Un tsunami (del japonés tsu, “puerto o bahía”, y nami, “ola”) es un fenómeno extremo y potencialmente peligroso consistente en una ola o una serie de olas que se producen en los mares u océanos al desplazarse verticalmente una gran masa de agua como consecuencia de algún fenómeno extraordinario tal como un terremoto, una erupción volcánica, un deslizamiento de tierra, un desprendimiento de un glaciar o el impacto de un meteorito.

Estas olas generadas se propagan a gran velocidad en todas direcciones a partir de su punto de origen. Únicamente al llegar a la costa es cuando pierden velocidad. Sin embargo, la altura de las olas puede incrementarse notablemente, llegando en algunos casos hasta los 30 metros. De igual forma, estas olas pueden llegar a adentrarse varios kilómetros tierra adentro Por ello, tienen una gran capacidad destructiva.

La causa más frecuente de los tsunamis son los terremotos ocurridos en el fondo marino (también llamados maremotos, del latín mare, “mar”, y motus, “movimiento”). Estos terremotos provocan una alteración en el mar, y cuando la inmensa masa de agua trata de recuperar su equilibrio, se generan las olas gigantescas.

La diferencia con las grandes olas que pueden darse por el viento radica en que las olas de un tsunami desplazan una cantidad de agua muy superior a las olas superficiales producidas por el viento. Además, las olas producidas por las mareas (macareos) son fenómenos mucho más lentos y que no suelen ocasionar problemas.

Su tamaño depende de la magnitud del seísmo (o de la fuerza detonante) y de la deformación vertical del fondo marino. No todos los terremotos generan tsunamis. Los tsunamis de mayor tamaño, con olas desproporcionalmente altas, se denominan megatsunamis.

Los terremotos que generan tsunamis de relevancia son aquellos de magnitud 7 o superior, y suelen ser provocados por movimientos de subducción; es decir, que la placa tectónica oceánica se introduzca debajo de la continental.

Además, la energía de un tsunami depende de la altura de las olas, de la longitud de onda (distancia entre olas) y de la longitud de su frente.

Normalmente, la altura de las olas de un tsunami en aguas profundas es de apenas un metro, pero la longitud de onda puede ser de cientos de kilómetros. Esto provoca que, al disminuir la profundidad marina, la velocidad disminuye, provocando que las olas puedan crecer abruptamente, por transformación de energía cinética en energía potencial.

¿Dónde existe un mayor riesgo de tsunami?

Si bien cualquier océano puede experimentar un tsunami, las zonas de mayor riego son aquellas en las que hay movimientos de subducción, especialmente a orillas del océano Pacífico, en el anillo de fuego, donde se concentran las regiones sísmicas más importantes del mundo.

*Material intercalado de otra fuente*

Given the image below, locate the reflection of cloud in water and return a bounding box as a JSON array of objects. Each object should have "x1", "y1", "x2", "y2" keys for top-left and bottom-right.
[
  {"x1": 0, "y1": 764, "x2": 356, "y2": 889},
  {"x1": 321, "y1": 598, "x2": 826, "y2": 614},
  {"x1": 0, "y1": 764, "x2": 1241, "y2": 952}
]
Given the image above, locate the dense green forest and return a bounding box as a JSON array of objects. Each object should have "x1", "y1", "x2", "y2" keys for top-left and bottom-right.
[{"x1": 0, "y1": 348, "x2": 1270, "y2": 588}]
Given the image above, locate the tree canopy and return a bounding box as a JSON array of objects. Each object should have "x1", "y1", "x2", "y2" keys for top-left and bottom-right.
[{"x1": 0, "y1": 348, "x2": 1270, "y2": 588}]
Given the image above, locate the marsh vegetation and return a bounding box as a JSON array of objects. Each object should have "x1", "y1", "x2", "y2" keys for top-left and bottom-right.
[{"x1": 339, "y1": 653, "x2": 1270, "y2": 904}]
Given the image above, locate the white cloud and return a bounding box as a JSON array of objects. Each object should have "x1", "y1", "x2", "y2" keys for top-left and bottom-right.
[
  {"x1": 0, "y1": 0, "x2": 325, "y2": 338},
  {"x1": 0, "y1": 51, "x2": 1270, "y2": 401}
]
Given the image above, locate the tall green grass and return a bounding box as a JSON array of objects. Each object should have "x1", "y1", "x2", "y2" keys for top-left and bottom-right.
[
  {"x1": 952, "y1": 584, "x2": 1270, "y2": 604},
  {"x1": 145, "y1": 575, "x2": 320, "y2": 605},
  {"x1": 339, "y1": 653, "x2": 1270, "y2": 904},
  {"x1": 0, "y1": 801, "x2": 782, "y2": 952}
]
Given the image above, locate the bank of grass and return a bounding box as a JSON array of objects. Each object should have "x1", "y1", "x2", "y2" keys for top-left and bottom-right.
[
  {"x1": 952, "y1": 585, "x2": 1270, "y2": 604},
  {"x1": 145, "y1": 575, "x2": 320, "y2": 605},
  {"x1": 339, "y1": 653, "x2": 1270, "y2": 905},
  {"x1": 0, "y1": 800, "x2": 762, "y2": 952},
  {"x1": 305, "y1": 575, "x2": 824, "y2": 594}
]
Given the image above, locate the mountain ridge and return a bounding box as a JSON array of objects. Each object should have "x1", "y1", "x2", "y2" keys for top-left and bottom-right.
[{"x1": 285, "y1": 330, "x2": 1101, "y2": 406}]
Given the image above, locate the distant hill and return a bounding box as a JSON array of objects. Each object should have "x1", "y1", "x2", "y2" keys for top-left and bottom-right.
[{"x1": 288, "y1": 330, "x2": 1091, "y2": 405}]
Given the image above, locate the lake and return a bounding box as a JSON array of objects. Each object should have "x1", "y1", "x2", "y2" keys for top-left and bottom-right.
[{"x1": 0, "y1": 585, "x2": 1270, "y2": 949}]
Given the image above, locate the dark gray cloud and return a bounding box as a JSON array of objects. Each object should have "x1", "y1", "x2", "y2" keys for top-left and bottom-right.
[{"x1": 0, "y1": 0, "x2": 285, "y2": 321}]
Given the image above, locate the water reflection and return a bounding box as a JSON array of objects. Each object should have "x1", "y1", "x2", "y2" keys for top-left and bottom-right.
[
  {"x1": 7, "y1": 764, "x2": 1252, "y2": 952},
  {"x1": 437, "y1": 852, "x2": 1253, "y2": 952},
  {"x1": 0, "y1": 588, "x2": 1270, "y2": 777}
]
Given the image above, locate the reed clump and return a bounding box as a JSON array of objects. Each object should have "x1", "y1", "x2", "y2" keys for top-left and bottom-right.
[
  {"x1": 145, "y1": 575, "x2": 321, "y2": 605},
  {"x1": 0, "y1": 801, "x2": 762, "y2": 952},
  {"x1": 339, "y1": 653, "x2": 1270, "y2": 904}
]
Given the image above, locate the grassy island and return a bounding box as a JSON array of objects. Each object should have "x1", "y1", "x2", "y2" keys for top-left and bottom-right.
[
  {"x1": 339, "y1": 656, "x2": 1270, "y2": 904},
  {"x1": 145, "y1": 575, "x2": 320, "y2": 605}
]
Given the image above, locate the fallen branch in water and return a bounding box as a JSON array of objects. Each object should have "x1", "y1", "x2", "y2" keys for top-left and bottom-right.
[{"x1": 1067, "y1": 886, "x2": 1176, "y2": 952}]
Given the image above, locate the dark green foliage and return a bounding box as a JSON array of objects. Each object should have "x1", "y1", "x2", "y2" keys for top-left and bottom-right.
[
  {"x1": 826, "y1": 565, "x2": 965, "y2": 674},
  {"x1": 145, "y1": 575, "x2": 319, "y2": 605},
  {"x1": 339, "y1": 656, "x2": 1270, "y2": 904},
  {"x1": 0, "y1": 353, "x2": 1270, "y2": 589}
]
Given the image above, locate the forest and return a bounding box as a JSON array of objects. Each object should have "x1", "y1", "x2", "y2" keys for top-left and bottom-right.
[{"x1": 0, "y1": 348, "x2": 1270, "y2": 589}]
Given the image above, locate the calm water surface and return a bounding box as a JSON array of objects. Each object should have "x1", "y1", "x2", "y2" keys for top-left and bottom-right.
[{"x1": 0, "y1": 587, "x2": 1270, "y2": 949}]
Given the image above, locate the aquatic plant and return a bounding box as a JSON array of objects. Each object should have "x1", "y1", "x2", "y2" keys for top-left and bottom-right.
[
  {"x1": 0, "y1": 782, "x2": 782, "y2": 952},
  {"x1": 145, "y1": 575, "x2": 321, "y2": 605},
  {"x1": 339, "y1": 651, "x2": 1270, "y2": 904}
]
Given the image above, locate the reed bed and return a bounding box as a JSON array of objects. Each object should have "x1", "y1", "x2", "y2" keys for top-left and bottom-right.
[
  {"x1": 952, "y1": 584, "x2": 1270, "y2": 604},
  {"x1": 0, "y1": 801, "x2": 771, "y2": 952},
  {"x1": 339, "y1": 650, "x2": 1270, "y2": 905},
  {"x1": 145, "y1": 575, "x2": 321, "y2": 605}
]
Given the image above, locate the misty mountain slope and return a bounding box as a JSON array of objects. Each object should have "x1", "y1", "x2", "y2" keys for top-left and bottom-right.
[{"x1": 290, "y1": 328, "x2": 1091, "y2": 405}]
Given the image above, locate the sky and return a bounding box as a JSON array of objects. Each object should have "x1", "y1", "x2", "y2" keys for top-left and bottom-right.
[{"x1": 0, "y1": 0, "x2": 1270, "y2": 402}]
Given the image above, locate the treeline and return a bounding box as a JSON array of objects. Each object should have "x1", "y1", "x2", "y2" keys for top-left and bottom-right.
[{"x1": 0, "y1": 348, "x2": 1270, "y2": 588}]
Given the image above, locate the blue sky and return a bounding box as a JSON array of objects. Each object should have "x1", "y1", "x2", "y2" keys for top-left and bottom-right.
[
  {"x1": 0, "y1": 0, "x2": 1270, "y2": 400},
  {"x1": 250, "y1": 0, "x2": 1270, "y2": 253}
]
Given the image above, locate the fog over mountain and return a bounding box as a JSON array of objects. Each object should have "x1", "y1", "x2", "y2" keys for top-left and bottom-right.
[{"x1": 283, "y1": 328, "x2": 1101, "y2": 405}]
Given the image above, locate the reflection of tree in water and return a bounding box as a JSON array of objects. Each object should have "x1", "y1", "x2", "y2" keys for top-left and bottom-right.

Especialmente susceptibles a tsunamis son las costas de Japón, Chile y Perú, así como las islas del sudeste asiático. También son de riesgo la región de Cascadia (extremo noroeste de EEUU y suroeste de Canadá) y la zona norte y noroeste del Pacífico (Islas Aleutianas y península de Kamchatka).

En la zona del mar de Japón confluyen tres placas que están en continuo movimiento, lo que hace que sean frecuentes los terremotos y, en ocasiones, los tsunamis. Es un país muy preparado que ha creado barreras antitsunami y sistemas de alerta, aunque no siempre se puede evitar el desastre (el tsunami de 2011 dejó más de 10.000 fallecidos).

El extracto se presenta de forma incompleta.